Renal and cardiac biopsy findings in an adolescent patient with the 3243A>G mitochondrial DNA mutation: Favorable renal prognosis post renal transplantation from the mother

Clin Nephrol Case Stud. 2024 Jun 25:12:42-47. doi: 10.5414/CNCS111422. eCollection 2024.

Abstract

We investigated the pathogenesis of a perihilar variant of focal segmental glomerulosclerosis detected by kidney biopsy in a 16-year-old male. The disease was refractory to steroid therapy, and at the second kidney biopsy, abnormal mitochondrial proliferation was newly observed in the podocytes. The patient also developed late-onset hearing loss and had a family history of diabetes, and genetic testing confirmed the mitochondrial DNA mutation 3243A>G (48%). Eight months after hemodialysis was started, encephalopathy occurred presumably due to rapid dehydration. After changing dialysis into continuous ambulatory peritoneal dialysis, encephalopathy was resolved, but the patient developed myocardial hypertrophy, probably because of the myocardial overreaction to congestion. A myocardial biopsy showed mitochondrial proliferation in the myocardium.

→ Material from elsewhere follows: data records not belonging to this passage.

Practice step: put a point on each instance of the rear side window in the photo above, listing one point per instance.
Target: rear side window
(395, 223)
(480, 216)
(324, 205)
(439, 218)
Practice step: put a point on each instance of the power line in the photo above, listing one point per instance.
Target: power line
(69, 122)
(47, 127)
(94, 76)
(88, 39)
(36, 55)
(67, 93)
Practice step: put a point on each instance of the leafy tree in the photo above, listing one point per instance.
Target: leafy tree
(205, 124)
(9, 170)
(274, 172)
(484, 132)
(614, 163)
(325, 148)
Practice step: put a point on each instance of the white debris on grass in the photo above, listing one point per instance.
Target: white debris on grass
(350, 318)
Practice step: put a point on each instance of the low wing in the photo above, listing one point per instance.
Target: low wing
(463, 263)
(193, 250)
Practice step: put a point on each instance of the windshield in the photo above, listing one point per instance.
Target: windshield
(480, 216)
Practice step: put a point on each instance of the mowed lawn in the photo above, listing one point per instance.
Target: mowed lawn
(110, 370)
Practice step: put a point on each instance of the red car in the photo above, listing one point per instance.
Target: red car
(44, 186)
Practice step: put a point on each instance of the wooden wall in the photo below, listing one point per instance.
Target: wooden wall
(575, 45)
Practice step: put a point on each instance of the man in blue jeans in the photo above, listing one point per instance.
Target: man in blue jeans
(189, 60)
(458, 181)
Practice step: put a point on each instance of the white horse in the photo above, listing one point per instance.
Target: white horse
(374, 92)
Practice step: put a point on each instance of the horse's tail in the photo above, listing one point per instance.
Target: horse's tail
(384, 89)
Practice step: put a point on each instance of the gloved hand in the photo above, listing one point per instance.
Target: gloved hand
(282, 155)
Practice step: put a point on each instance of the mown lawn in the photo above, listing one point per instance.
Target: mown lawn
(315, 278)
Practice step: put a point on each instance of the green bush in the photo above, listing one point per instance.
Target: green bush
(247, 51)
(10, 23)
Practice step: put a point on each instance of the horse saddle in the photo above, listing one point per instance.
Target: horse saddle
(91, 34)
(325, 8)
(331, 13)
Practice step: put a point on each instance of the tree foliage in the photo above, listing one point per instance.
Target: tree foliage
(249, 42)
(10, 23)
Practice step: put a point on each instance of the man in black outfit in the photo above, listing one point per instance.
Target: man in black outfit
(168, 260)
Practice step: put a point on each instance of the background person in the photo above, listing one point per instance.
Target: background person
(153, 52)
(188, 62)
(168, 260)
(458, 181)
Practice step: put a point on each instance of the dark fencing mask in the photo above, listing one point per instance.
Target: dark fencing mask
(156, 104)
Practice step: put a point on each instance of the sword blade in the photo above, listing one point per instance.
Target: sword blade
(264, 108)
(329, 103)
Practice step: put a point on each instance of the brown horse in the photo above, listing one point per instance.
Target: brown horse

After renal transplantation from his mother with a heteroplasmy of 4%, the cardiomyopathy improved, and the renal function has remained stable for 4 years. We speculated that the abnormal mitochondrial morphology in the kidney and heart may be characteristic of mitochondrial genetic disease, and renal transplantation from the mother with a low heteroplasmy was considered desirable for mitochondrial nephropathy with poor prognosis.

Keywords: mitochondrial DNA mutation 3243A>G; mitochondrial cardiomyopathy; mitochondrial encephalopathy; mitochondrial nephropathy; renal transplantation.